真面目な鳩井の、キスが甘い。
 考え事をするとき親指で下唇を押す癖とか

 花粉が多い日にはちょっと瞬きが多くなる切れ長の目とか

 風に揺れてたまに見える前髪の奥と、

 聞くたびに胸が高鳴る、静かな低い声。


 あのとき私が鳩井に抱いていた気持ちは、

 もどかしくてどうしようもないあのときの気持ちは、

 席替えと共に鳩井の隣に置いてきた。

 ……はずだった。





「……鳩井」


 3階まで階段を登り切ったところで声をかけると、鳩井が足を止めて振り返る。


「……あっ、えっと……前、席が隣だったときうるさくしちゃってごめん!いっぱい話しかけちゃってうざかったよね?ずっと謝りたかったんだ、ほんとごめん!」


 鳩井の目が自分に向いてることにまたドキドキしてしまうのを、誤魔化すようにヘラヘラ笑いながら言う。

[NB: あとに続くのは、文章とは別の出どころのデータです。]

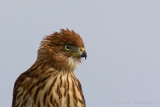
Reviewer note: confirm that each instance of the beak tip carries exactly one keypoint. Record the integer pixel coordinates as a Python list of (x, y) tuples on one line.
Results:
[(84, 55)]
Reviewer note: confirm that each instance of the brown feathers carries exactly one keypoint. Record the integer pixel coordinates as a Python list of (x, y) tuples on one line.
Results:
[(50, 82)]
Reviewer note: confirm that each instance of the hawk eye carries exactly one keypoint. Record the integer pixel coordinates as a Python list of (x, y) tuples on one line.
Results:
[(68, 47)]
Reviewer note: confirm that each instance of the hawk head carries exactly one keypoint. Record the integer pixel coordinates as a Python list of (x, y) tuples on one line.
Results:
[(62, 50)]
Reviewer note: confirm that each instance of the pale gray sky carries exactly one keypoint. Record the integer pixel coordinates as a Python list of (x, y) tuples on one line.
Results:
[(122, 38)]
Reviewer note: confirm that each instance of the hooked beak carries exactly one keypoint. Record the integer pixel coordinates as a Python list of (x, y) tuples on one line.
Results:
[(84, 54)]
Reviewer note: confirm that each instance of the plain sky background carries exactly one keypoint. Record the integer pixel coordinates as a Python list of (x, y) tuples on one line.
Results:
[(122, 38)]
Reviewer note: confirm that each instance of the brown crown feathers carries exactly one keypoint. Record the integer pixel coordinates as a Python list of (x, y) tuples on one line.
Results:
[(52, 50)]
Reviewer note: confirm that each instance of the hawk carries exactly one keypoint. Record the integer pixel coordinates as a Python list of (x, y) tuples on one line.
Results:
[(50, 81)]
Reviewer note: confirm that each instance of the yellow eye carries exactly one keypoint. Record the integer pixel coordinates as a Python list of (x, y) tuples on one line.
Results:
[(68, 47)]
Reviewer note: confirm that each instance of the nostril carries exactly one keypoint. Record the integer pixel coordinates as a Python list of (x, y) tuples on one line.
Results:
[(81, 49)]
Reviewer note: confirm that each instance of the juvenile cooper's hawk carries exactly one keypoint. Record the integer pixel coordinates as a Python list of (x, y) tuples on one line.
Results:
[(50, 82)]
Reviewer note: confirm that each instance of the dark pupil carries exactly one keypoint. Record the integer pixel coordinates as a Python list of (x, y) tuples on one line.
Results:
[(68, 47)]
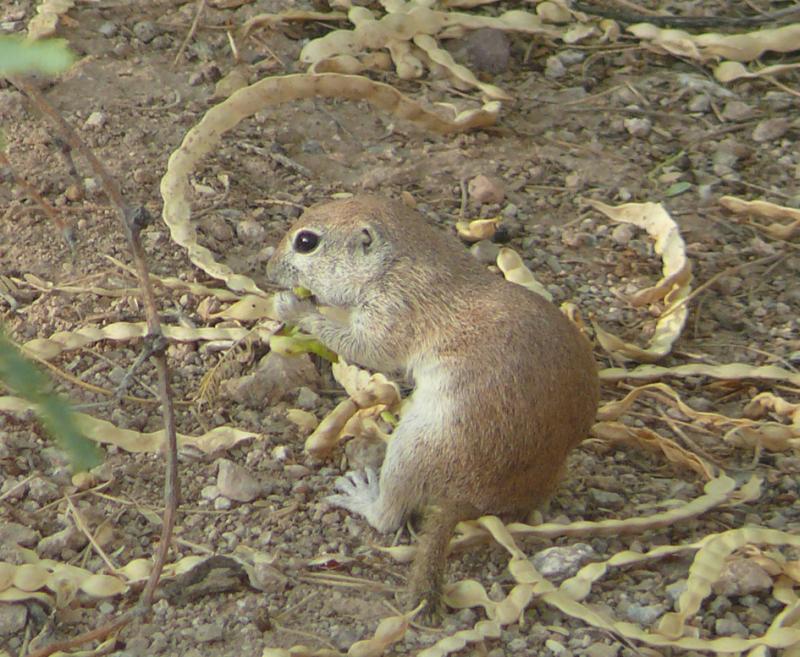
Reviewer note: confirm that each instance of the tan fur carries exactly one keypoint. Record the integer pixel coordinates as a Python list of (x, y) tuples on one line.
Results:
[(505, 385)]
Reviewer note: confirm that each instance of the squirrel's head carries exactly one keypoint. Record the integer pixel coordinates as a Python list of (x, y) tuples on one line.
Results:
[(335, 250)]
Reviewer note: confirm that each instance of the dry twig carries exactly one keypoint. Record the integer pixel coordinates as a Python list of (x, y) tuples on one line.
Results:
[(133, 220)]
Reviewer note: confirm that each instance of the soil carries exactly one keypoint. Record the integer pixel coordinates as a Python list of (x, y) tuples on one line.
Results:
[(612, 122)]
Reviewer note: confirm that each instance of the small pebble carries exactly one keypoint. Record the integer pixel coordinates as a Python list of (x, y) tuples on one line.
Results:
[(644, 614), (108, 29), (307, 398), (558, 563), (96, 121), (736, 110), (236, 482), (730, 626), (606, 499), (488, 50), (554, 68), (623, 233), (486, 190), (13, 618), (699, 103), (145, 31), (638, 127), (770, 129), (250, 231)]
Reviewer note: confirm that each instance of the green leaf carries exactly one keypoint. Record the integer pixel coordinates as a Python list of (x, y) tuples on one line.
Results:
[(53, 412), (678, 188), (19, 55)]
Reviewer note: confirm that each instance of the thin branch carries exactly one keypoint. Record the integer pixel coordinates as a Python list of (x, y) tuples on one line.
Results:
[(684, 21), (132, 222), (66, 230)]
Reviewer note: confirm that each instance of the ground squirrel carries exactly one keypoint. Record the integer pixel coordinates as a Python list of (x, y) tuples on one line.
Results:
[(505, 384)]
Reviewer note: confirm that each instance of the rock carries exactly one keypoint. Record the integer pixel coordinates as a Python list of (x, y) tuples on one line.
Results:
[(728, 285), (207, 632), (559, 563), (96, 120), (209, 492), (250, 231), (486, 190), (222, 504), (272, 380), (307, 398), (217, 227), (485, 251), (606, 499), (295, 471), (675, 590), (487, 50), (12, 533), (638, 127), (43, 490), (236, 482), (554, 68), (13, 618), (69, 538), (108, 29), (364, 452), (770, 129), (736, 110), (644, 614), (699, 103), (730, 626), (145, 31), (602, 650)]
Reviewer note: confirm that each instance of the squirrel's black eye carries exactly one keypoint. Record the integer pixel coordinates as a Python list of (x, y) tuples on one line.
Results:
[(305, 241)]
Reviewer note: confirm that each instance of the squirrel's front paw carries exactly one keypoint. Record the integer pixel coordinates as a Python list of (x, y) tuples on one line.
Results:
[(290, 308), (359, 491)]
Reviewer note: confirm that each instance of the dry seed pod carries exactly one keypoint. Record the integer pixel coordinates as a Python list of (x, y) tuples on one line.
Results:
[(477, 230)]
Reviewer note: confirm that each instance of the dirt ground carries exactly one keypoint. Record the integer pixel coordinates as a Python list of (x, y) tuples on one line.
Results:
[(611, 122)]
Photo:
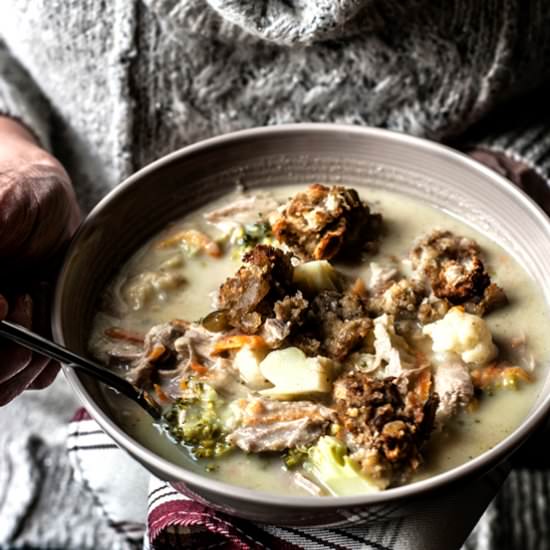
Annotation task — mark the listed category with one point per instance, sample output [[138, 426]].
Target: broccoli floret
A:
[[329, 463], [195, 421]]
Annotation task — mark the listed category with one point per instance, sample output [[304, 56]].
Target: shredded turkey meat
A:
[[268, 425]]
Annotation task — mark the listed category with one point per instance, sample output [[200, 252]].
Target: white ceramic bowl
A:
[[182, 181]]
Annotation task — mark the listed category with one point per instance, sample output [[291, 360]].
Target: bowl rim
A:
[[173, 472]]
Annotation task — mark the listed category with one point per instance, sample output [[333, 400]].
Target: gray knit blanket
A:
[[110, 86]]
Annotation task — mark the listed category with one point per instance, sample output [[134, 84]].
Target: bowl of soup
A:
[[338, 322]]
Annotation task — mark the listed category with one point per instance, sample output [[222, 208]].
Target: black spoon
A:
[[34, 342]]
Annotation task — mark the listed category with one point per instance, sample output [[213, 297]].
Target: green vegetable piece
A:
[[329, 463], [196, 422], [314, 277]]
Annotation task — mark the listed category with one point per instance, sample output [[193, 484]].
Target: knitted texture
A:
[[130, 81]]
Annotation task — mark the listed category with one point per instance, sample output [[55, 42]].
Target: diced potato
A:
[[463, 333], [294, 375], [143, 288], [313, 277], [247, 361]]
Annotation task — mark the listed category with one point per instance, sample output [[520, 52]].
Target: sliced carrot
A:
[[238, 341], [423, 384], [161, 394], [199, 369], [156, 353], [194, 239], [117, 333]]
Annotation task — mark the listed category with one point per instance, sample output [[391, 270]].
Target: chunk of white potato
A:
[[247, 362], [294, 375], [313, 277], [462, 333]]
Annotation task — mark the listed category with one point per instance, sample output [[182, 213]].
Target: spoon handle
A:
[[43, 346]]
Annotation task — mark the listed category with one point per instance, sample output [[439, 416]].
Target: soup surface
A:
[[308, 340]]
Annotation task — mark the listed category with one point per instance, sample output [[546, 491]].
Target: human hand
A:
[[38, 214]]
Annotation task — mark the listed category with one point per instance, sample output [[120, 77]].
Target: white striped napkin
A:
[[138, 504]]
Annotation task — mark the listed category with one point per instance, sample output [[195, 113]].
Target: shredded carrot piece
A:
[[117, 333], [156, 353], [161, 394], [194, 239], [236, 342], [199, 369]]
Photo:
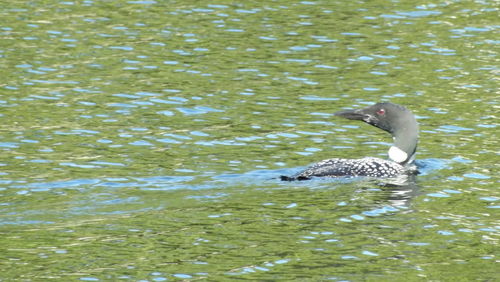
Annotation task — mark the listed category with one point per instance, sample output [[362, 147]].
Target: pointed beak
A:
[[352, 114]]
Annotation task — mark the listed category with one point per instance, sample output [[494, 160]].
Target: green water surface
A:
[[142, 140]]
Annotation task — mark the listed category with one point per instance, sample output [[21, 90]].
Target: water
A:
[[142, 140]]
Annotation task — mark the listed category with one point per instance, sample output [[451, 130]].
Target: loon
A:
[[393, 118]]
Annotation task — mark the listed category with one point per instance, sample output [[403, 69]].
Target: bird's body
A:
[[392, 118]]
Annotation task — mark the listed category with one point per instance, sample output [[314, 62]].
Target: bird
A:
[[392, 118]]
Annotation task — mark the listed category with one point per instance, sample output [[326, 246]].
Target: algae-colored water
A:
[[142, 140]]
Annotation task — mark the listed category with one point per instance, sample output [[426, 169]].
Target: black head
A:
[[386, 116], [395, 119]]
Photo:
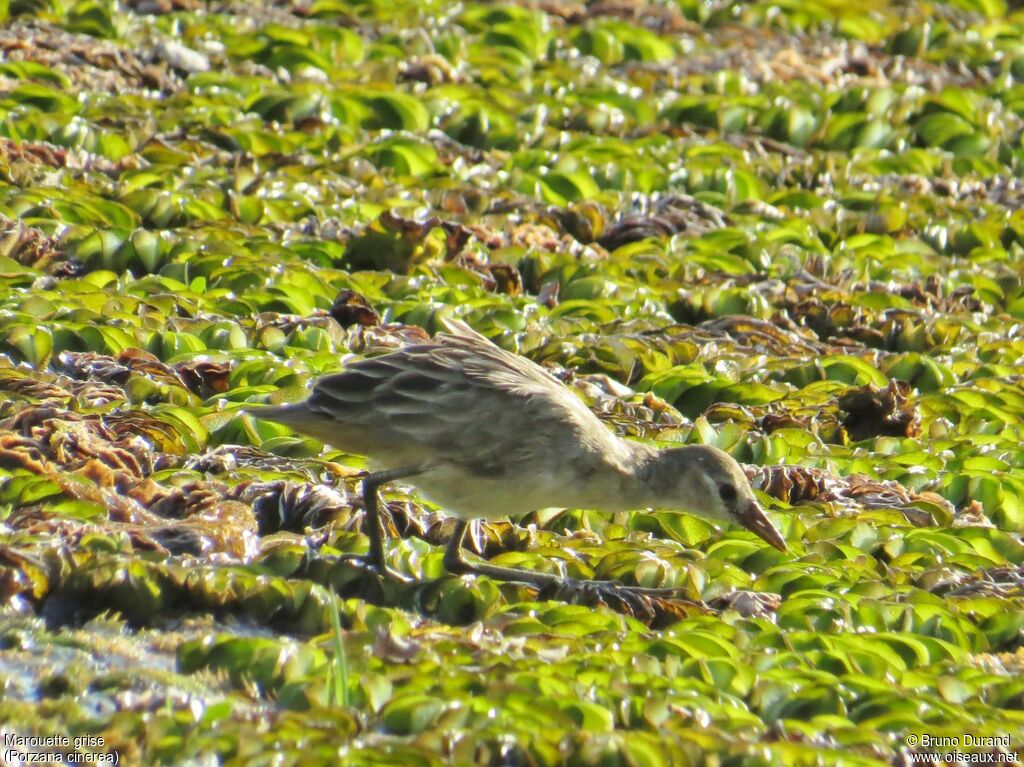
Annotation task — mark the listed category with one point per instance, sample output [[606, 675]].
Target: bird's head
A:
[[707, 481]]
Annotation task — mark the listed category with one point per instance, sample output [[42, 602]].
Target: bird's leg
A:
[[456, 563], [608, 592], [375, 528]]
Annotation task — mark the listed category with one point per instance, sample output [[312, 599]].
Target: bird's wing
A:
[[462, 400]]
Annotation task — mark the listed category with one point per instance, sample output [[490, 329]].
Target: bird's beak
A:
[[754, 519]]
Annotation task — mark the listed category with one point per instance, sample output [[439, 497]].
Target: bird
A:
[[487, 434]]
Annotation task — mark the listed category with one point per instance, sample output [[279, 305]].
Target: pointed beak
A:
[[754, 519]]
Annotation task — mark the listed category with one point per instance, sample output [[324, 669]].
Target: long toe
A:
[[358, 561]]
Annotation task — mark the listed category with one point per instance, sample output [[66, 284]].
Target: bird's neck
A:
[[617, 482]]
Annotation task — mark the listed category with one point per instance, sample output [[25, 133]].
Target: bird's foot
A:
[[369, 564], [645, 604]]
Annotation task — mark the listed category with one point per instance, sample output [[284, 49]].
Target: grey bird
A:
[[486, 434]]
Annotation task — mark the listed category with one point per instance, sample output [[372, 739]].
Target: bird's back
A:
[[461, 401]]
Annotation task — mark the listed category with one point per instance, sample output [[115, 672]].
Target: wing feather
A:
[[461, 399]]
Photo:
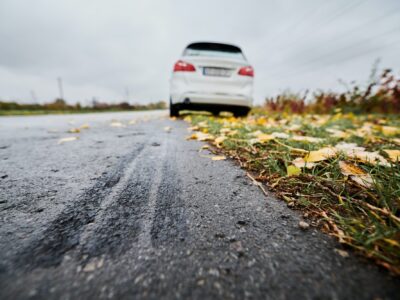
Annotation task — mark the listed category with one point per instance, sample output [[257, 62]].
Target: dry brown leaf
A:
[[356, 174], [394, 155]]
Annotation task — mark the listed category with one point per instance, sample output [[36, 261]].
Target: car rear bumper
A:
[[196, 99]]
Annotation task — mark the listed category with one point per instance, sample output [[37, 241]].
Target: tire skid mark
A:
[[64, 232], [169, 224], [120, 223]]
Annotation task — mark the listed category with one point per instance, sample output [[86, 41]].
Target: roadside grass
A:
[[334, 168]]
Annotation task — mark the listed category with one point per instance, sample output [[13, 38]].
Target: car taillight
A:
[[246, 71], [182, 66]]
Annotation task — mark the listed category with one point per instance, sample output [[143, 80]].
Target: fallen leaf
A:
[[301, 163], [338, 133], [321, 154], [116, 124], [262, 138], [219, 140], [85, 126], [200, 136], [74, 130], [394, 155], [308, 139], [220, 157], [280, 135], [304, 225], [356, 174], [390, 130], [373, 158], [67, 139], [293, 170], [349, 147], [342, 253]]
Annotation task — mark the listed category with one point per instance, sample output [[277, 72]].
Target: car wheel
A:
[[173, 110], [215, 113], [241, 112]]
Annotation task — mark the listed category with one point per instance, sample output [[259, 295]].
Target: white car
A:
[[213, 77]]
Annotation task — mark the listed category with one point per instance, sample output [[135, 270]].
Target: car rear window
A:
[[214, 50]]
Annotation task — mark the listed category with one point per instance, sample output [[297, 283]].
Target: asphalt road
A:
[[136, 212]]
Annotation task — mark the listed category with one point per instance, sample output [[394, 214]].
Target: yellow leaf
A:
[[394, 155], [338, 133], [200, 136], [261, 121], [116, 124], [218, 141], [356, 174], [369, 157], [293, 170], [320, 155], [67, 139], [85, 126], [348, 169], [221, 157], [300, 163], [280, 135], [74, 130], [262, 138], [396, 141], [390, 130], [308, 139]]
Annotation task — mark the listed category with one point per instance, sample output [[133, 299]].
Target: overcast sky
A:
[[104, 48]]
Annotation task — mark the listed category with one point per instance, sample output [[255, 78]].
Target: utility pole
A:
[[60, 89], [127, 94], [33, 95]]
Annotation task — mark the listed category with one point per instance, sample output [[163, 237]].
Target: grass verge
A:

「これからはまたいちクラスメイトとして!平和に静かに……はできないかもだけど、迷惑がないように気をつけてまいりますので!」


 私はビシッと敬礼してみせるけど、もちろん鳩井の顔色は変わらない。


「……」


 しばらく敬礼したままこのあとどうしようかとぐるぐる考える私を、ずっと静観していた鳩井が小さく口を開いた。